CJJ: Is being a poet a job? Is it sustainable in the sense of work?
SCB: This is a hard one. I think if you are a poet, there is nothing else you can do as well. To be a good poet, you cannot veer away from the path of poetry. It is not something to dabble in. But as far as making a living at it: there are a precious few who really can. Most of us supplement by teaching. But sustainability-wise, if you must write poems in order to live, then that already is part of the equation of your own preservation.
CJJ: What are your influences in literature? Strictly poets? Any novelists or dramatists and so on?
SCB: In poetry, I tend to go back to the dead greats: Emily Dickinson, Robert Frost, the Metaphysicals. There are a few (live) poets whose work I follow and always go to when there is a new book from them: Louise Gluck, Jorie Graham, C.D. Wright. Also W.S. Merwin, Mark Strand, Anne Carson. But I think much influences us in the world by surprise, and so all forms of literature and wordsmithing I look forward to.
CJJ: Desert island books? Do you have any? Do you think it’d be possible to choose, say five or so?
SCB: Today’s desert island books (this changes all the time): Cormac Mccarthy’s THE ROAD, Italo Calvino’s ITALIAN FAIRY TALES, a complete Shakespeare, the Collected Poems of Rainer Maria Rilke, and a copy of Roget’s Thesaurus.
CJJ: What habits are crucial to building a poetic craft? For instance, do you keep a notebook of any kind? Do you have a drafting process?
SBC: I think it complicated to analyze or even speak of one’s own process, but I do use both computer and notebook. Most of the time, in the current phase of my life (mother, domestic engineer, etc.), I cannot get to the desk to write for many many days. Sometimes the whole summer is gone, as I am also summer camp. So I take notes all the time, and however I can. But I also believe in reading out loud the many drafts-- but now it is only to myself, as those whom I did this with in the past have died or disappeared.
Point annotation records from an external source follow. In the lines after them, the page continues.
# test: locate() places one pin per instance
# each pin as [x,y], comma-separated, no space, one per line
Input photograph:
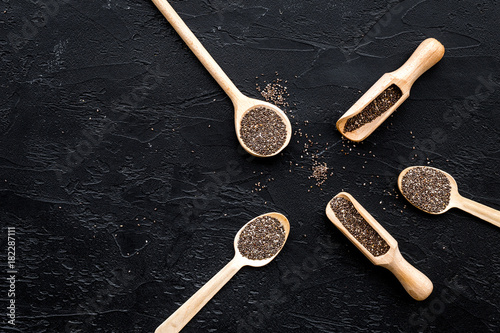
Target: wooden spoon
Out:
[428,53]
[241,103]
[456,200]
[190,308]
[415,282]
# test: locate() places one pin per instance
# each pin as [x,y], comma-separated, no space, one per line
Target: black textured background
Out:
[120,169]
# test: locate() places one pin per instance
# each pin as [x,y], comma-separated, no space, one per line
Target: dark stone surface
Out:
[121,172]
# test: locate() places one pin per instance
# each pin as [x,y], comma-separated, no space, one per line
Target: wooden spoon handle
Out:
[483,212]
[416,283]
[190,308]
[201,53]
[427,54]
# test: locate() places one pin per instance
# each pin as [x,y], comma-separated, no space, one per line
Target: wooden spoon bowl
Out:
[241,103]
[456,200]
[193,305]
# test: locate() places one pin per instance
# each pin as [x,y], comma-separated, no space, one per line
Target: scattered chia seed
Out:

CJJ: What is your favorite time period in literature? Is it our own? The Italian Renaissance? Augustan Roman Period? Russian Futurists? What voice in time do you feel the strongest gravitational pull towards?
SBC: I don’t think I have read enough from any one period to land in any one place. I have loved many books, and our current time is fairly burgeoning with them. In fact, I feel I need a curator to get me to the right ones, given how many are being published.
CJJ: Lastly, what is your favorite moment as poet? An award, for instance, or inauguration or particular publication? Maybe it was something in your inner world instead, a realization or feeling of successful growth...
SBC: My favorite moment as a poet? The one right after I have looked up from the page, convinced the poem is done. But this is also the same moment just before I re-read the poem to realize it is still undone! That is a wonderful in between world to live in-- albeit for just a little while-- with the in-door behind you and the out-door not yet apparent.